The graph includes enough metadata to allow downstream rendering into real executable code, with variables, retries, browser hooks, etc. But the LLM never touches that part. We have strict separation between generation and execution.

2. Maintenance Agent

This agent is only invoked when something goes wrong during execution. It observes the failure context, classifies the issue, and chooses one of several strategies:

  • If it’s a missing element or selector change, it can attempt to regenerate that node

  • If it’s an authentication failure, it might prompt the user to re-authenticate

  • If the workflow logic itself needs adjustment, it might suggest a structural update

  • If it's transient, it can simply requeue the job with retries

All of this is based on a formal error taxonomy. Not everything goes through an LLM again  – sometimes it’s just deterministic routing logic based on error codes, logs, and historical outcomes.

The goal isn’t to blindly “retry until it works.” It’s to treat failures as structured events that can be observed, learned from, and addressed in a maintainable way.

Why We Generate Code, Not Run Prompts

Generated workflows are deterministic.

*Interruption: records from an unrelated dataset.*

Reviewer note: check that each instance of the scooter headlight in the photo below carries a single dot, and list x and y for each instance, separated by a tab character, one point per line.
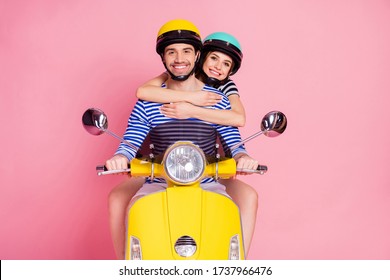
184	163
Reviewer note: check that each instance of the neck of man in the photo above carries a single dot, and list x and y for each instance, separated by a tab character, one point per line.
191	84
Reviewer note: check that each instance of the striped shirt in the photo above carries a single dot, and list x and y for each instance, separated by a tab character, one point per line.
229	88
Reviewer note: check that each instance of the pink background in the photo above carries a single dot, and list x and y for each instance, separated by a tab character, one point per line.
325	64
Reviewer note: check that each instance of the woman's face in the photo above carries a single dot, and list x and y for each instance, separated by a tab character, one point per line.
217	65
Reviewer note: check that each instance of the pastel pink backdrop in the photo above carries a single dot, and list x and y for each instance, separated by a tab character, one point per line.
325	64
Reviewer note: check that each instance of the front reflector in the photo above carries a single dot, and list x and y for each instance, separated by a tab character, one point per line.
234	251
135	249
185	246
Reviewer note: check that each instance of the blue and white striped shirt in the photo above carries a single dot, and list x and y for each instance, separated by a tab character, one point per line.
147	115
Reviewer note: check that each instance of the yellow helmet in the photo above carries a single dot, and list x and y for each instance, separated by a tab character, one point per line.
178	31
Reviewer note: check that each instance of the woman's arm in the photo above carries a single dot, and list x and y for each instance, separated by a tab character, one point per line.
152	91
184	110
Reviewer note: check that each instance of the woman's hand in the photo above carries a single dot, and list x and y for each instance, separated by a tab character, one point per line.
204	98
178	110
117	162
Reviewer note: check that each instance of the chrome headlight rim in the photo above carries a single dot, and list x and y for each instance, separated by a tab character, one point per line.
199	153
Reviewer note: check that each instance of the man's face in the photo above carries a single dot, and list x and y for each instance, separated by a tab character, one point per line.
180	58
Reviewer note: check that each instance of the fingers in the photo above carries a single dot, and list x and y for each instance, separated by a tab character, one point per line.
117	162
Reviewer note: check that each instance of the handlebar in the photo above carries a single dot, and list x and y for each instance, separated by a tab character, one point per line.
261	169
102	170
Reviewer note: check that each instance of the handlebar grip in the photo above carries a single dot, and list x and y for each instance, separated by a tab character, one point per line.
101	168
262	168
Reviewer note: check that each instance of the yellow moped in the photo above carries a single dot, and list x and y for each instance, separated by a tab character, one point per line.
184	222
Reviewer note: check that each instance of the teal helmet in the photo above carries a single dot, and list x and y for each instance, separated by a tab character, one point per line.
225	43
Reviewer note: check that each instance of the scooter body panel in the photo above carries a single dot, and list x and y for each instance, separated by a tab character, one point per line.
158	220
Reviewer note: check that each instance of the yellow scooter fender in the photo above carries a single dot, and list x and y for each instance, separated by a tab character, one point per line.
206	221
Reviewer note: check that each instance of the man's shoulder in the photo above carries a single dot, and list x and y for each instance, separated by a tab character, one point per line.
210	88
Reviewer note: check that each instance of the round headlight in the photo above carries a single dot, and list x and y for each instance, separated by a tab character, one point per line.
184	163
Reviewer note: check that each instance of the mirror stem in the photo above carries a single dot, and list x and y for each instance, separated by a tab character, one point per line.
121	139
247	139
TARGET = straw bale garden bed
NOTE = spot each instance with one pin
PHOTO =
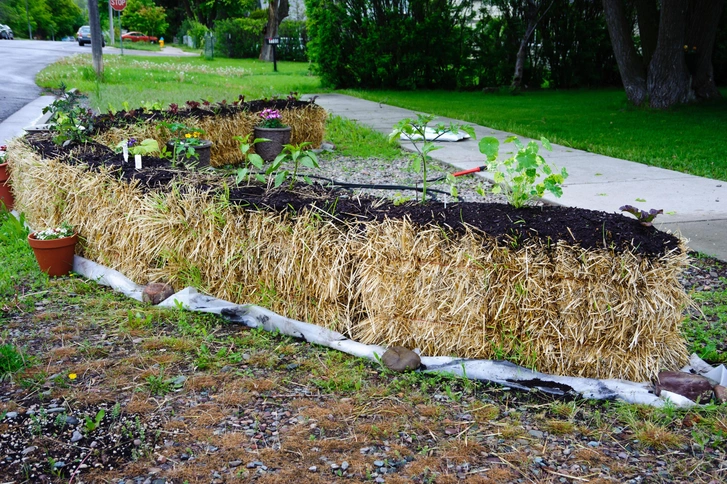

You can lint them, diff them, version control them, and inspect exactly what they do.

That’s not possible with runtime LLM reasoning, where every execution path is probabilistic. You can’t build a test suite for it. You can’t do CI. And when it breaks, you’re stuck scrolling through prompt logs.

With our approach:

  • Latency is much lower (you run native code, not inference)

  • Costs are predictable and amortized

  • Debugging is possible

  • Recovery is systematic

We still use LLMs – but only where they’re helpful. They are not the runtime engine. It’s traditional software and LLMs working together in an agentic system.

Where This is Going

We’re not building just a better automation framework. It’s infrastructure for agentic systems to map and automate any workflow on a computer.

Our builder and maintenance agents handle generation, execution, and repair—interacting with users or other agents to clarify intent, adapt to failures, and maintain workflows over time. Other agents can hand off high-level tasks like “download the patient report” or “reconcile this invoice,” and the CloudCruise system will generate the appropriate graph, ask follow-up questions, and execute the workflow.

We’re building for a future where LLMs aren’t isolated reasoning engines -- they’re components in distributed agentic systems. These agents collaborate by interacting through well-defined tool interfaces, not by guessing each other’s intent.